Machado de Assis versus Guimarães Rosa

Na ânsia da polêmica, blogueiro toma partido na peleja entre Machado de Assis e João Guimarães Rosa, dois de nossos mais célebres autores.

Abreu Ferreira
2 min readOct 22, 2023

É fácil deslumbrar-se com a beleza formal da literatura realista, com suas personagens mais vivas que os vivos e com sua representação aguda das dinâmicas sociais desta ou daquela época, deste ou daquele lugar. Quanto mais a leio, porém, mais me aterra o cinismo que a baseia. Em Balzac, em Stendhal, em Flaubert abundam a frivolidade e a hipocrisia; e as personagens que povoam suas páginas são movidas pelos instintos mais baixos e os interesses mais escusos. É significativo que uma das figuras mais frequentes no Realismo seja a do alpinista social, exemplificado por Julien Sorel e Eugène de Rastignac.

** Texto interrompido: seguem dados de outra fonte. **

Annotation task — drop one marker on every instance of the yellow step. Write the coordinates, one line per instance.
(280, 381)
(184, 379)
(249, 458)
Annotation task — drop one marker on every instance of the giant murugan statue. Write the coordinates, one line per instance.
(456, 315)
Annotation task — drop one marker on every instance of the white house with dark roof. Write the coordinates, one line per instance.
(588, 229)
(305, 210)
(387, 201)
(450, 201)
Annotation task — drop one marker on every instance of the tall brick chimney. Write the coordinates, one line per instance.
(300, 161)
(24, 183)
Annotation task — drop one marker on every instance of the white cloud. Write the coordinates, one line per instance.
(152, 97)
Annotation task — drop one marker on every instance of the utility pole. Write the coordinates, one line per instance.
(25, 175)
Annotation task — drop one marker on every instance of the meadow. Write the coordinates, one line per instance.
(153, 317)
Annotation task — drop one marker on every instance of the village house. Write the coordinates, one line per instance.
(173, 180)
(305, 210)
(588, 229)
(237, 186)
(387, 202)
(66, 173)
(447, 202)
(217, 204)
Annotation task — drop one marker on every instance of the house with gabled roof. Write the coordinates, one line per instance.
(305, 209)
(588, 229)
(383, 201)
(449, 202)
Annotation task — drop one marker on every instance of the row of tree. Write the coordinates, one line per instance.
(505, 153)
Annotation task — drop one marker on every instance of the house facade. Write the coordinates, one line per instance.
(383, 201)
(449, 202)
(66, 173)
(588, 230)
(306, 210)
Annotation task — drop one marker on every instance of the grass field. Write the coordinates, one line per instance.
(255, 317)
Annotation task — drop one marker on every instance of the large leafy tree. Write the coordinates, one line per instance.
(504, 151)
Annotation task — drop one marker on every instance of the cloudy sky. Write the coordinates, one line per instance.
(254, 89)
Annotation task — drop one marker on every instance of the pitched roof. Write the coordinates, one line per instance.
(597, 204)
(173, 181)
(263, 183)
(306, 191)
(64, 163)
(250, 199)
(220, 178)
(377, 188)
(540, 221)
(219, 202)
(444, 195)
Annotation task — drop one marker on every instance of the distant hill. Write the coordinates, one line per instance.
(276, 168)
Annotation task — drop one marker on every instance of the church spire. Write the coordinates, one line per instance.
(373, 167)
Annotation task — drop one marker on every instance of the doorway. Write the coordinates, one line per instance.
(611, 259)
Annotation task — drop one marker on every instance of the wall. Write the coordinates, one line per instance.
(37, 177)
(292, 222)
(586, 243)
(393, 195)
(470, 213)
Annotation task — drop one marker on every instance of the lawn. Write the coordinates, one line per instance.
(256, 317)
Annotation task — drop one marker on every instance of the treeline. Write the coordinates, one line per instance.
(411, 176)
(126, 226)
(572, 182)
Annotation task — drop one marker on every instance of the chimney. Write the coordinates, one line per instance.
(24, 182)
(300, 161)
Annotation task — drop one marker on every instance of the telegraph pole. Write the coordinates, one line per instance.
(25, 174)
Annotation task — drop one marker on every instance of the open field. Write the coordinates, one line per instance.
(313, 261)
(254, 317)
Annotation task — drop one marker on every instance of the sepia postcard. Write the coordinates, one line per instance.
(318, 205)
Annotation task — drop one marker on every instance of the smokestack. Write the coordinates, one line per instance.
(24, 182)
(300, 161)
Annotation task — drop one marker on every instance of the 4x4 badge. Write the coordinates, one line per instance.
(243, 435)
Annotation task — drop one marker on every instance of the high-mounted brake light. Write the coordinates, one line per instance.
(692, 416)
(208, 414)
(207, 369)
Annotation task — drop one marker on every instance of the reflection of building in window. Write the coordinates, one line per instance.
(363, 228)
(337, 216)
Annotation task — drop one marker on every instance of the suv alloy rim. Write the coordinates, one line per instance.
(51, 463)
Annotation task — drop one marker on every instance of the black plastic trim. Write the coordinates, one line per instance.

Isso me faz refletir sobre o posto de Machado de Assis, oriundo da mesma escola, como mestre supremo das letras brasileiras. Ele goza de todas as qualidades de seus primos europeus e muitas outras, mas padece da mesma limitação moral. Talvez por isso, mais que por qualquer outra razão, volta e meia se erga uma voz trêmula, insegura, contestando a legitimidade do pódio.

Não me parece à toa que Guimarães Rosa seja, não raro, o substituto proposto, dado que é exatamente onde o campeão fraqueja que tal desafiante triunfa. Pois é no árido sertão mineiro, mais que na ilustre capital fluminense, que vicejam exemplos de honra, coragem, justiça, amor, fé, dever, abnegação. São esses os sentimentos grandes e nobres que nos redimem enquanto espécie e que nos arrancam das garras prostrantes do niilismo.

E é preciso arrancarmo-nos delas, pois o tratamento apoteótico de Machado e de sua representação seríssima da realidade é reflexo de um país que desistiu de dar certo. Não é necessário explicar a terrível capitulação, pois ela está no ar, e a todos nos sufoca. Para revertê-la, é preciso que nossa literatura mais elevada não prime por nos rebaixar.

Tudo considerado, é até possível que Machado seja mais escritor que Rosa. Mas Riobaldo é mais herói que Bentinho, e, no clima e no tempo atuais, é de heróis que o Brasil precisa.